The right index makes all the difference in the performance of a database server. Indexes let your queries focus on the rows that matter, and they allow you to set your preferred search order. Covering indexes (also called index-only queries) speed things up by responding to database queries without having to access data in the tables themselves.
Unfortunately, MySQL's optimizer doesn't always choose the most-efficient query plan. As the MySQL Manual explains, you view the optimizer's statement execution plan by preceding the SELECT statement with the keyword EXPLAIN. When this occurs, you can use index hints to specify which index to use for the query.
The three syntax options for hints are USE INDEX, IGNORE INDEX, and FORCE INDEX: The first instructs MySQL to use only the index listed; the second prevents MySQL from using the indexes listed; and the third has the same effect as the first option, but with the added limitation that table scans occur only when none of the given indexes can be used.

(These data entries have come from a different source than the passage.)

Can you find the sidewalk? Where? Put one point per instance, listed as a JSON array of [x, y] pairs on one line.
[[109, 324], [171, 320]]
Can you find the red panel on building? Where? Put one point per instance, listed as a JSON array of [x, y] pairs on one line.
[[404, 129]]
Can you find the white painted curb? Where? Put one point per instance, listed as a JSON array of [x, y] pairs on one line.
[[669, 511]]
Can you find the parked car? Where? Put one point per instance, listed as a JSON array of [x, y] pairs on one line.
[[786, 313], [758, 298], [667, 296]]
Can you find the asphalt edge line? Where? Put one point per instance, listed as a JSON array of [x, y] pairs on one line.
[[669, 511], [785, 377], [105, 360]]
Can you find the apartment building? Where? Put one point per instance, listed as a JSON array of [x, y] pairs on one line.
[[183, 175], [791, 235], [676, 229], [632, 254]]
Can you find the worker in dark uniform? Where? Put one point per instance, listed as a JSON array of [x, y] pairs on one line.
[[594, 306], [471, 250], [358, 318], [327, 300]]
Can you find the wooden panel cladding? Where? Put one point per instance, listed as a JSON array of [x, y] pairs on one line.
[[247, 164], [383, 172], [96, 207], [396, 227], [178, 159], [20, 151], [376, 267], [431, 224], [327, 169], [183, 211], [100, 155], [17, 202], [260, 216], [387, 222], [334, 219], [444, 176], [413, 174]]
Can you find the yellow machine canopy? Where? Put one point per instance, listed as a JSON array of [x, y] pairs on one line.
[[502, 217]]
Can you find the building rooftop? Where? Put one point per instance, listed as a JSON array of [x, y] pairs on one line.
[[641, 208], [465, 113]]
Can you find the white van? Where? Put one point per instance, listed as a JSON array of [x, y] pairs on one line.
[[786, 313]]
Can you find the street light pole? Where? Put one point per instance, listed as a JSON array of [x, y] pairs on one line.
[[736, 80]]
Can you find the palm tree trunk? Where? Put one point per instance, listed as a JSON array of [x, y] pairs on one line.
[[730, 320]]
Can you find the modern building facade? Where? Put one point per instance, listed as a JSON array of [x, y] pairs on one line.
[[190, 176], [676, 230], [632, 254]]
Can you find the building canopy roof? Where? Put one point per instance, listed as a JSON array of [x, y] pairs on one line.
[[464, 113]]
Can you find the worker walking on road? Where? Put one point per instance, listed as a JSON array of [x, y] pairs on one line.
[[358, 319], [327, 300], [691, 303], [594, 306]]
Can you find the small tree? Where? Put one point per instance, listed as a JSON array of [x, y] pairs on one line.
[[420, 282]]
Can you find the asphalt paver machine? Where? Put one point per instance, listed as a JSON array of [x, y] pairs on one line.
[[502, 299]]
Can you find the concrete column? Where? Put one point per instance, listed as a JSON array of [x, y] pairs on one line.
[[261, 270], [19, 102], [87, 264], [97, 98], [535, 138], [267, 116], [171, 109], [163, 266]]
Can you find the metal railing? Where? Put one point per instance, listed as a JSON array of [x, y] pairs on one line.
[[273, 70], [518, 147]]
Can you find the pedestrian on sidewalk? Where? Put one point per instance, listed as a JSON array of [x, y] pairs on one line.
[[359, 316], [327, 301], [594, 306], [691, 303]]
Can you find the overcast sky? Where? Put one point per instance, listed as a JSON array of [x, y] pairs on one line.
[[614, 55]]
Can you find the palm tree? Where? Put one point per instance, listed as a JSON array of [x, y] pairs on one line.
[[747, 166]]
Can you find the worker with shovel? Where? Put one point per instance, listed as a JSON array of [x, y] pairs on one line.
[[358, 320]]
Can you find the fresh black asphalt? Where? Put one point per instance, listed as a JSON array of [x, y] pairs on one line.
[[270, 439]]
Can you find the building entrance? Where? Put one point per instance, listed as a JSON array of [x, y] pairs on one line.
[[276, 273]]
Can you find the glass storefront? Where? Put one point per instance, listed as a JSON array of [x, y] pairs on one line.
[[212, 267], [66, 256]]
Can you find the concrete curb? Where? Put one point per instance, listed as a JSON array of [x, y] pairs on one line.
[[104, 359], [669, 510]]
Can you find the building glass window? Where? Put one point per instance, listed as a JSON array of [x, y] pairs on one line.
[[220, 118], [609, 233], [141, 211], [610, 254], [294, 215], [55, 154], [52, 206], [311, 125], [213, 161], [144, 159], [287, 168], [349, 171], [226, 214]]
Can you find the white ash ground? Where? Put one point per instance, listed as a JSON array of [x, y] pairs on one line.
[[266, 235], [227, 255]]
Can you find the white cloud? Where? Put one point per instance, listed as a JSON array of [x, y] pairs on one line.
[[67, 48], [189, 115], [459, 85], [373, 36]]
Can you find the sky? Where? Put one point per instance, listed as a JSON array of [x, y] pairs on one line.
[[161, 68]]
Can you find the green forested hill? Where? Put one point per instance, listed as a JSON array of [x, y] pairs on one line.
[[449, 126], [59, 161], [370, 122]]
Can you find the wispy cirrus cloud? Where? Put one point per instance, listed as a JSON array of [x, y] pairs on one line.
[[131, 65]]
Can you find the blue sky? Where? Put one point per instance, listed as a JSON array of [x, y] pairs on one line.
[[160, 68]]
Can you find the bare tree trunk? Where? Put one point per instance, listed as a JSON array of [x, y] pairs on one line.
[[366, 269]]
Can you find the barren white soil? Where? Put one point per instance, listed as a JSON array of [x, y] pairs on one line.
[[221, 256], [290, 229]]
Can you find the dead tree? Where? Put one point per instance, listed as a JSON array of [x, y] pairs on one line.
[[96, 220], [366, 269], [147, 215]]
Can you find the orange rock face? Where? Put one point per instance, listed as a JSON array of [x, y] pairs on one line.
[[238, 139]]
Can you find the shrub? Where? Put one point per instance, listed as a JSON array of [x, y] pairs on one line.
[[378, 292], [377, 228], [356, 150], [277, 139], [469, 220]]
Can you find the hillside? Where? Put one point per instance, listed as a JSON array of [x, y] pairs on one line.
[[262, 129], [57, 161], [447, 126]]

MySQL's index_hint syntax lets you specify the index to be used to process a particular query. Source: MySQL Reference Manual
Why use FORCE INDEX at all? There may be times when you want to keep table scans to an absolute minimum. Any database is likely to field some queries that can't be satisfied without having to access some data residing only in the table, and outside any index.
To modify the index hint, apply a FOR clause: FOR JOIN, FOR ORDER BY, or FOR GROUP BY. The first applies hints only when MySQL is choosing how to find table rows or process joins; while the second and third apply the hints only when sorting or grouping rows, respectively. Note that whenever a covering index is used to access the table, the optimizer ignores attempts by the ORDER BY and GROUP BY modifiers to have it ignore the covering index.
Are you sure you need that index hint?
Once you get the hang of using index hints to improve query performance, you may be tempted to overuse the technique. In a Stack Overflow post from July 2013, a developer wasn't able to get MySQL to list his preferred index when he ran EXPLAIN. He was looking for a way to force MySQL to use that specific index for performance tests.
In this case, it was posited that no index hint was needed. Instead, he could just change the order of the specified indexes so that the left-most column in the index is used for row restriction. (While this approach is preferred in most situations, the particulars of the database in question made this solution impractical.)
SQL performance guru Markus Winand classifies optimizer hints as either restricting or supporting. Restricting hints Winand uses only reluctantly because they create potential points of failure in the future: a new index could be added that the optimizer can't access, or an object name used as a parameter could be changed at some point.
Supporting hints add some useful information that make the optimizer run better, but Winand claims such hints are rare. For example, the query may be asking for only a specified number of rows in a result, so the optimizer can choose an index that would be impractical to run on all rows.